I. Identitas Buku :
1. Judul Buku : Laskar
Pelangi
2. Penulis : Andrea
Hirata
3. Negara :
Indonesia
4. Bahasa :
Indonesia
5. Genre : Roman
6. Terbit :Cetakan III,
Juli 2007
7. Halaman :xxxiv,
529 halaman
8. Penerbit : Bentang
9. Harga :Rp.69.000,
10. ISBN : ISBN
979-3062-79-7
II. Ringkasan Cerita :
SD Muhammadiyah tampak begitu rapuh dan
menyedihkan dibandingkan dengan sekolah-sekolah PN Timah (Perusahaan Negara
Timah). Mereka tersudut dalam ironi yang sangat besar karena kemiskinannya
justru berada di tengah-tengah gemah ripah kekayaan PN Timah yang
mengeksploitasi tanah ulayat mereka.
Kesulitan terus menerus membayangi
sekolah kampung itu. Sekolah yang dibangun atas jiwa ikhlas dan kepeloporan dua
orang guru, seorang kepala sekolah yang sudah tua, Bapak Harfan Efendy Noor dan
ibu guru muda, Ibu Muslimah Hafsari, yang juga sangat miskin, berusaha
mempertahankan semangat besar pendidikan dengan terseok-seok. Sekolah yang
nyaris dibubarkan oleh pengawas sekolah Depdikbud Sumsel karena kekurangan
murid itu, terselamatkan berkat seorang anak idiot yang sepanjang masa
bersekolah tak pernah mendapatkan rapor.
Sekolah yang dihidupi lewat uluran tangan
para donatur di komunitas marjinal itu begitu miskin: gedung sekolah bobrok,
ruang kelas beralas tanah, beratap bolong-bolong, berbangku seadanya, jika
malam dipakai untuk menyimpan ternak, bahkan kapur tulis sekalipun terasa mahal
bagi sekolah yang hanya mampu menggaji guru dan kepala sekolahnya dengan sekian
kilo beras, sehingga para guru itu terpaksa menafkahi keluarganya dengan cara lain.
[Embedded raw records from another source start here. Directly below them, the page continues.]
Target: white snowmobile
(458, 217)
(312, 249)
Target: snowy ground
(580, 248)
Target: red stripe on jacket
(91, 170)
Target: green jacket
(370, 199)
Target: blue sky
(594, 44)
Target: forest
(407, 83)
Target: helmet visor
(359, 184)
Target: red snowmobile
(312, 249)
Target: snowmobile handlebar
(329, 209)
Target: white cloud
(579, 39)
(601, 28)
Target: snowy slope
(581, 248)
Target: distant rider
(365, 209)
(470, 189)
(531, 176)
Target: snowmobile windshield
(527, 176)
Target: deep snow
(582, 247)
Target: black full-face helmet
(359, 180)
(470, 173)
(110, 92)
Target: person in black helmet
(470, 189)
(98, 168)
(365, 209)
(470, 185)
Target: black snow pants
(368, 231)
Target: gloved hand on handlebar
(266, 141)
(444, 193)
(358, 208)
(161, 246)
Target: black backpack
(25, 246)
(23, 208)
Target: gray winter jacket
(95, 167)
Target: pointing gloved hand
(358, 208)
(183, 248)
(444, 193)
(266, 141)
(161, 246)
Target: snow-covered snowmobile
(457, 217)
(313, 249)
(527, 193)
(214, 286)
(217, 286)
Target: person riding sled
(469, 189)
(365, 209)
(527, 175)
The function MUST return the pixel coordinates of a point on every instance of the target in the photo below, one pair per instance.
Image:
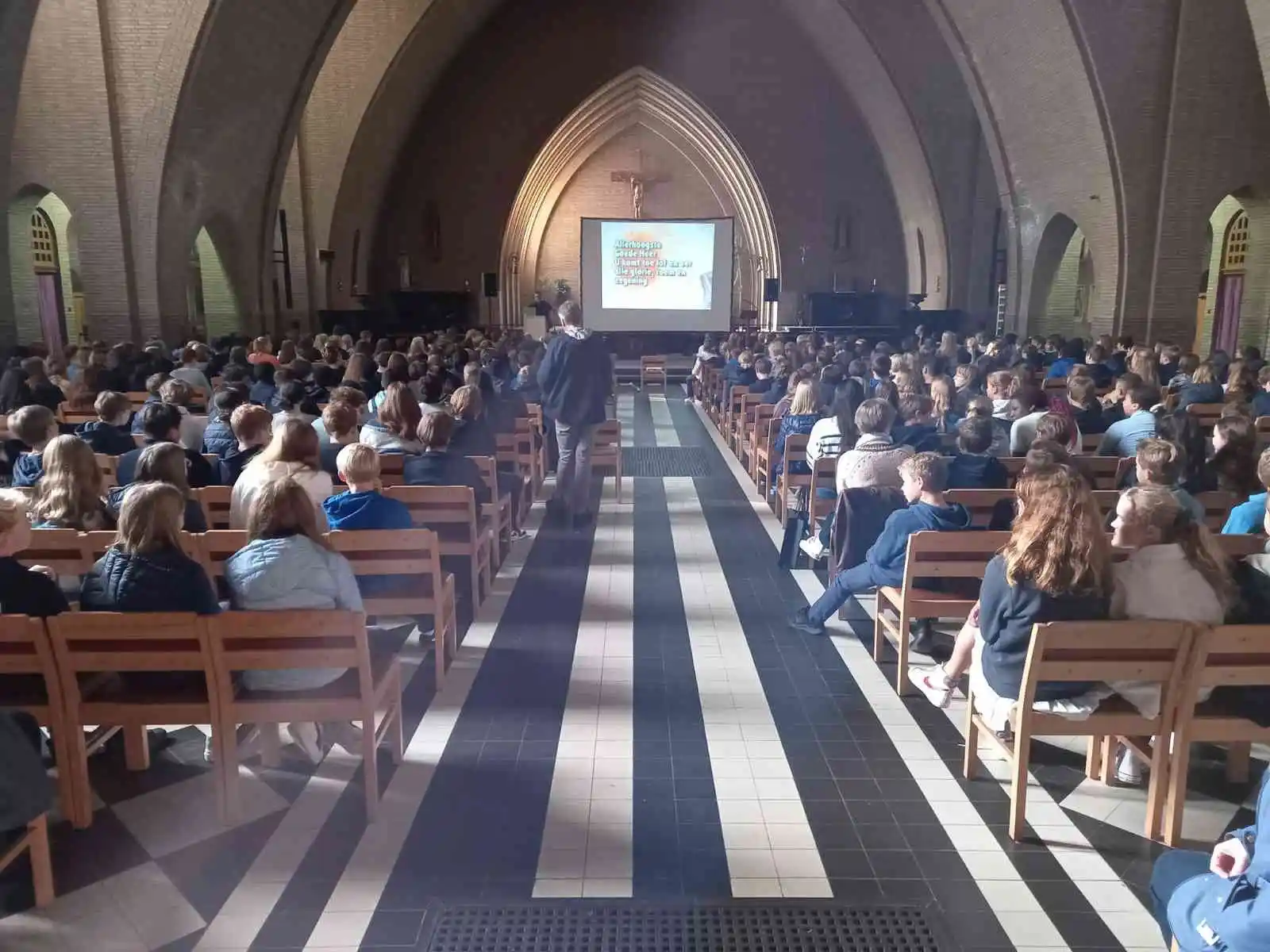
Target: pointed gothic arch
(638, 98)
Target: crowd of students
(298, 432)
Sang kepala sekolah mencangkul sebidang kebun dan sang ibu guru menerima
jahitan.
Kendati demikian, keajaiban seakan
terjadi setiap hari di sekolah yang dari jauh tampak seperti bangunan yang akan
roboh. Semuanya terjadi karena sejak hari pertama kelas satu sang kepala
sekolah dan sang ibu guru muda yang hanya berijazah SKP (Sekolah Kepandaian
Putri) telah berhasil mengambil hati sebelas anak-anak kecil miskin itu.
Dari waktu ke waktu mereka berdua bahu
membahu membesarkan hati kesebelas anak-anak tadi agar percaya diri, berani
berkompetisi, agar menghargai dan menempatkan pendidikan sebagai hal yang
sangat penting dalam hidup ini. Mereka mengajari kesebelas muridnya agar tegar,
tekun, tak mudah menyerah, dan gagah berani menghadapi kesulitan sebesar apapun.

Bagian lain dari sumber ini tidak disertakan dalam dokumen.